There was a boy who came to youth group, just because a girl invited him.  He had nothing else to do that night, and she invited him, so he came.  The leaders were friendly and the kids were friendly and over the night, his tentativeness turned into laughter and his hesitance into participation.

And when the night was over, the leaders and some of the kids said “are we going to see you next week?” and he said, “this happens every week? Is it here? Same time? Yeah, I think I’ll be back!”

And he was.

That night, the youth group was focused on planning “Youth Sunday.”

So a week later, he helped the youth group lead the congregation in worship.  He hadn’t been to church in a long time and didn’t understood much of what was going on, but it was “Youth Sunday”—and he was a youth.  He stood with the other teens and sang with the congregation.  He wore a Youth Sunday t-shirt.  He passed out bulletins.

He was back the next week.  That week, he signed up to lead a middle school mission week later in the summer.

That night, the girl that invited him asked me, “do you think it would be okay if I bought him a Bible? He’s asking a lot of questions and I don’t know how to answer them all. Oh, and did you know he signed up for our high school discipleship trip this summer?”

And I smiled.

In high school, I attended a church where you couldn’t sign up for summer trips without providing the trip leader with your written statement of faith.  Youth Sunday was the work of a small group of teens with polished testimonies and sterling reputations.  When I tried to make friends in the youth group, I was gossiped about for being “too popular” and having “too many friends at school,” with the dramatic punchline “and most of them aren’t even Christians!”
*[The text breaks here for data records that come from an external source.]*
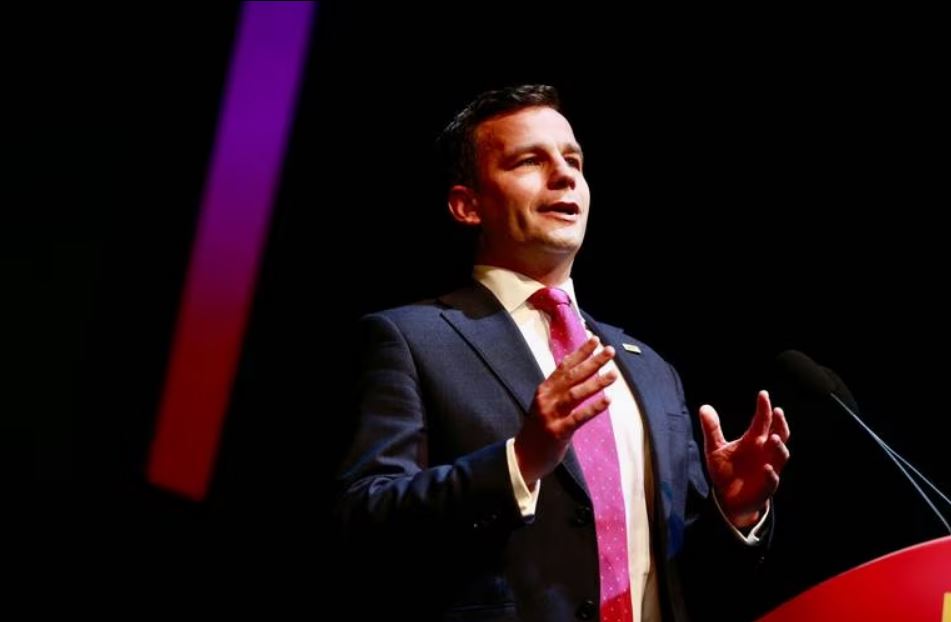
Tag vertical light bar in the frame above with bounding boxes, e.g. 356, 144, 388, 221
148, 2, 316, 500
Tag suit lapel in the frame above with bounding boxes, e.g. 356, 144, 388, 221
439, 283, 590, 496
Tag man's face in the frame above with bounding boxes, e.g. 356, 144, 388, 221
473, 107, 591, 264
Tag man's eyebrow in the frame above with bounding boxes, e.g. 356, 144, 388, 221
505, 142, 584, 159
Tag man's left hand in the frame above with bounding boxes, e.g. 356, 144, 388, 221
700, 391, 789, 528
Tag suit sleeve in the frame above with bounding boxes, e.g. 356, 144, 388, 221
338, 315, 520, 540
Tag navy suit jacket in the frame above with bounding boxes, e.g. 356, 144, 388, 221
339, 284, 759, 622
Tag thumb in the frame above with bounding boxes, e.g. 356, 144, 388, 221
700, 404, 726, 453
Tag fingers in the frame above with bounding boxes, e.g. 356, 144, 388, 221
767, 434, 789, 476
555, 336, 614, 373
700, 404, 726, 453
564, 393, 611, 431
747, 391, 773, 443
763, 464, 779, 498
769, 408, 789, 443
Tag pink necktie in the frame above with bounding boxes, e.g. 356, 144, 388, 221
528, 287, 634, 622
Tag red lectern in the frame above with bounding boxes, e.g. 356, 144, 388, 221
760, 536, 951, 622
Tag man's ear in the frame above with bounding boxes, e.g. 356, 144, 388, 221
448, 185, 482, 227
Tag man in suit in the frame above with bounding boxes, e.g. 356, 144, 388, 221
339, 86, 789, 622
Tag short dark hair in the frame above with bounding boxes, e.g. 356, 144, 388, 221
437, 84, 561, 188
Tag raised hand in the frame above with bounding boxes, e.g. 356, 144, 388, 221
700, 391, 789, 527
515, 337, 617, 486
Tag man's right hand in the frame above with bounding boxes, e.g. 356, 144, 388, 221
515, 337, 617, 488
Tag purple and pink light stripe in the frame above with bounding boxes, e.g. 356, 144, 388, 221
148, 2, 316, 500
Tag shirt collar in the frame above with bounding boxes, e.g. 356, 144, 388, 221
472, 265, 578, 313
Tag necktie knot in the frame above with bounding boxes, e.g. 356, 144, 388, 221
528, 287, 571, 314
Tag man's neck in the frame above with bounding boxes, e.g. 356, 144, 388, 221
475, 255, 574, 287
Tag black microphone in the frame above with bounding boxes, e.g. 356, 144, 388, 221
776, 350, 951, 534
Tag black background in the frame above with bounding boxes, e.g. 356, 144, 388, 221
0, 3, 951, 611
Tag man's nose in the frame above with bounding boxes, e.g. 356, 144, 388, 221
548, 158, 578, 188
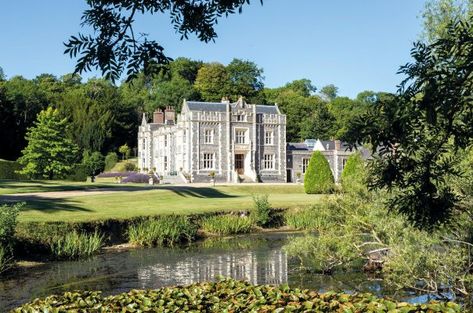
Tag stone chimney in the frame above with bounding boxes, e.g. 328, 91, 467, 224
164, 106, 176, 125
153, 109, 164, 124
335, 140, 342, 151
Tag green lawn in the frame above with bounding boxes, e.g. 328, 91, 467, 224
7, 184, 321, 222
0, 178, 146, 195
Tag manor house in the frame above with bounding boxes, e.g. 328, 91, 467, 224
138, 98, 360, 183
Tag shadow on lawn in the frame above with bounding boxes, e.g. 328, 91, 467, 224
156, 186, 238, 198
0, 195, 92, 213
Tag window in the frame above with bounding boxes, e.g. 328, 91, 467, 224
302, 159, 309, 174
263, 154, 274, 170
202, 153, 214, 170
264, 131, 274, 145
204, 129, 214, 143
235, 129, 246, 144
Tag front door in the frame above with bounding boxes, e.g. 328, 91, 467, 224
235, 154, 245, 175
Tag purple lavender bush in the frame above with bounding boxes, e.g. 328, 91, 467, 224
97, 172, 136, 177
122, 172, 159, 184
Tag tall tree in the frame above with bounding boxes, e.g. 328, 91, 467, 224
18, 107, 79, 179
194, 63, 229, 101
64, 0, 262, 81
342, 21, 473, 228
226, 59, 264, 102
422, 0, 473, 43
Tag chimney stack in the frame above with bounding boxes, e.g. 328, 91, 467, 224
335, 140, 342, 150
164, 106, 176, 125
153, 109, 164, 124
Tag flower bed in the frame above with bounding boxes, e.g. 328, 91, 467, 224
12, 279, 461, 313
97, 172, 136, 178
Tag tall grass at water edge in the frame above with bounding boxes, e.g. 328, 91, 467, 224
128, 215, 197, 246
201, 215, 253, 235
50, 231, 104, 259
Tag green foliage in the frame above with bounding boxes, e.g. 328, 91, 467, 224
12, 279, 462, 313
0, 204, 23, 273
285, 192, 473, 296
304, 151, 335, 194
50, 230, 104, 259
194, 63, 229, 102
342, 18, 473, 228
250, 195, 271, 227
82, 151, 105, 177
128, 215, 197, 246
64, 164, 89, 182
18, 107, 78, 179
118, 144, 130, 160
0, 159, 24, 180
105, 152, 118, 171
64, 0, 254, 82
284, 205, 338, 231
422, 0, 473, 42
201, 214, 253, 235
340, 152, 367, 192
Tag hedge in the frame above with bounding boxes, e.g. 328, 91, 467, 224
304, 151, 335, 194
340, 152, 366, 192
0, 159, 25, 180
12, 279, 461, 313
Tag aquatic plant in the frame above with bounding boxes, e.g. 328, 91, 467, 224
49, 230, 104, 259
250, 194, 271, 227
12, 279, 462, 313
201, 214, 253, 235
127, 215, 197, 246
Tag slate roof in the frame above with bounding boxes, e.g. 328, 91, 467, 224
187, 101, 278, 114
287, 142, 308, 151
187, 101, 227, 112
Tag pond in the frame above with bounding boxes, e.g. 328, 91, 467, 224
0, 233, 427, 312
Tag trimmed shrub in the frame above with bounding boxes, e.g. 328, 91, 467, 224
304, 151, 335, 194
122, 173, 158, 184
0, 204, 23, 273
202, 215, 253, 235
128, 215, 197, 246
12, 279, 463, 313
105, 152, 118, 171
250, 195, 271, 227
65, 164, 88, 182
0, 159, 26, 180
340, 152, 366, 192
50, 231, 104, 259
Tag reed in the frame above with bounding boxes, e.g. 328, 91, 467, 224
50, 230, 104, 259
202, 215, 253, 235
127, 215, 197, 246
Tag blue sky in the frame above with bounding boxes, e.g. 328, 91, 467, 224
0, 0, 425, 97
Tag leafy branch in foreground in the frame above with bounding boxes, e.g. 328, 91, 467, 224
345, 21, 473, 228
64, 0, 263, 81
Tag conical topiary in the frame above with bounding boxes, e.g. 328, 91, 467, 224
304, 151, 335, 193
340, 152, 366, 192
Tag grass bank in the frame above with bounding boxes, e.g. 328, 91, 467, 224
10, 185, 322, 223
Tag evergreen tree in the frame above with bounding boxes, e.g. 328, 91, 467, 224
304, 151, 335, 193
18, 107, 79, 179
341, 152, 366, 192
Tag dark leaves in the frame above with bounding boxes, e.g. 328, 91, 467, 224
64, 0, 263, 82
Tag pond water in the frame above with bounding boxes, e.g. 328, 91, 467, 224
0, 233, 427, 312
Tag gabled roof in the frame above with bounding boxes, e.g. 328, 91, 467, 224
187, 101, 227, 112
186, 101, 279, 114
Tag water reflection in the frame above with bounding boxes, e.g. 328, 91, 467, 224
0, 233, 412, 312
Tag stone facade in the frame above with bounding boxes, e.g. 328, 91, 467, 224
138, 98, 287, 182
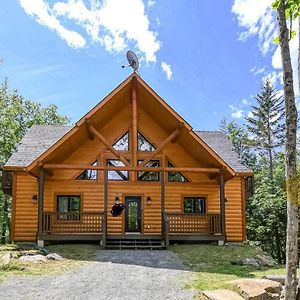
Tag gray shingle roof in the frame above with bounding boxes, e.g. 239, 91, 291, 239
196, 131, 251, 173
5, 125, 72, 167
5, 125, 251, 173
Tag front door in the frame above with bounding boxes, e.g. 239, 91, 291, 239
125, 196, 141, 233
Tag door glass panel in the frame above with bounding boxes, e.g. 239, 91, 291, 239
127, 200, 139, 231
57, 196, 69, 212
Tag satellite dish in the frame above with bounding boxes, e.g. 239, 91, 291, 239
122, 51, 140, 72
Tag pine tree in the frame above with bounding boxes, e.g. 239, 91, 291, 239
246, 79, 285, 180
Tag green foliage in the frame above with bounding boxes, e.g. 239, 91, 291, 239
246, 80, 285, 151
0, 80, 69, 242
221, 80, 287, 263
272, 0, 300, 20
170, 244, 284, 290
220, 118, 256, 170
247, 154, 287, 263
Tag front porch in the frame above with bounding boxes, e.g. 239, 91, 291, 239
38, 212, 224, 248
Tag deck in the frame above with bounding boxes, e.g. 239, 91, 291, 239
38, 212, 224, 246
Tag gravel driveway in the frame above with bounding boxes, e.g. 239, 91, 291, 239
0, 250, 195, 300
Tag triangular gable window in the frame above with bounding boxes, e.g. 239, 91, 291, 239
113, 131, 129, 151
76, 160, 98, 180
168, 162, 188, 182
138, 132, 155, 151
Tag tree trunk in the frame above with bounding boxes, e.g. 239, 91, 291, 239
268, 148, 274, 180
0, 195, 8, 244
277, 0, 298, 300
274, 224, 282, 264
298, 16, 300, 94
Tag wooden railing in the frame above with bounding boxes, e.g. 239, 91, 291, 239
167, 213, 221, 235
42, 212, 103, 234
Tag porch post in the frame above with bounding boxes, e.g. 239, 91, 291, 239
102, 169, 108, 248
220, 172, 227, 242
37, 167, 45, 247
160, 171, 168, 246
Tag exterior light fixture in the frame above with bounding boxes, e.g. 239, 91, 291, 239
31, 195, 37, 203
146, 196, 152, 205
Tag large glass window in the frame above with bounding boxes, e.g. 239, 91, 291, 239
138, 132, 155, 151
107, 159, 129, 180
57, 195, 80, 221
113, 131, 129, 151
138, 160, 160, 181
76, 160, 98, 180
168, 162, 188, 182
183, 197, 205, 214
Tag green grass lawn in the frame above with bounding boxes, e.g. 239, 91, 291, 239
170, 245, 285, 290
0, 244, 100, 281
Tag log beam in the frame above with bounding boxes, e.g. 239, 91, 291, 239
131, 76, 138, 167
38, 168, 45, 239
44, 164, 221, 174
139, 127, 182, 167
220, 172, 226, 242
87, 122, 129, 170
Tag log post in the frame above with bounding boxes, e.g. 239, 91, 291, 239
220, 172, 226, 242
160, 171, 167, 245
102, 170, 108, 248
131, 76, 138, 171
37, 167, 45, 247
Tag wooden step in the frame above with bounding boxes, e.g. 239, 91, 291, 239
106, 237, 166, 250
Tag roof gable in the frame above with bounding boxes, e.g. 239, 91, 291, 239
6, 73, 252, 175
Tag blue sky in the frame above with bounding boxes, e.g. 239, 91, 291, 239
0, 0, 297, 130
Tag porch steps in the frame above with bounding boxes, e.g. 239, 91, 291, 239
105, 238, 166, 250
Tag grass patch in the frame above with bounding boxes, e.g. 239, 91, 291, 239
170, 245, 285, 290
0, 244, 100, 281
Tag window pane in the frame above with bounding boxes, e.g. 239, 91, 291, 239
184, 197, 205, 214
168, 162, 188, 182
76, 160, 98, 180
138, 132, 155, 151
184, 198, 194, 214
194, 198, 204, 214
57, 196, 69, 212
69, 196, 80, 212
107, 159, 129, 180
138, 160, 160, 181
113, 131, 129, 151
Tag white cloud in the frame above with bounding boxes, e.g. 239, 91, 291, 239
231, 0, 276, 54
250, 66, 265, 75
242, 99, 250, 106
247, 111, 254, 118
147, 0, 155, 7
229, 105, 244, 119
262, 71, 282, 87
19, 0, 161, 62
232, 0, 299, 96
20, 0, 86, 48
161, 61, 173, 80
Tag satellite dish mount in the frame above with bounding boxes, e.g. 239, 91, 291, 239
122, 51, 140, 73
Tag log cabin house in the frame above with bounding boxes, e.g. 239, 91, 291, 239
3, 73, 252, 248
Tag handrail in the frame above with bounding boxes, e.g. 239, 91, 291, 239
167, 213, 221, 235
42, 212, 103, 234
162, 212, 170, 248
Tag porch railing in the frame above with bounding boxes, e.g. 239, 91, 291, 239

I’m glad I’m at this church now, with these Christians, with these non-Christians.

I’m glad I serve a God who is big enough to be glorified by the worship of a kid with no clue about His magnitude—only that he feels something and wants to know more.

God welcomes us extravagantly to the table that is set for all.  And although I did not set the table, it is my joy to pull out chairs for others and tell them I hope they stay for dessert.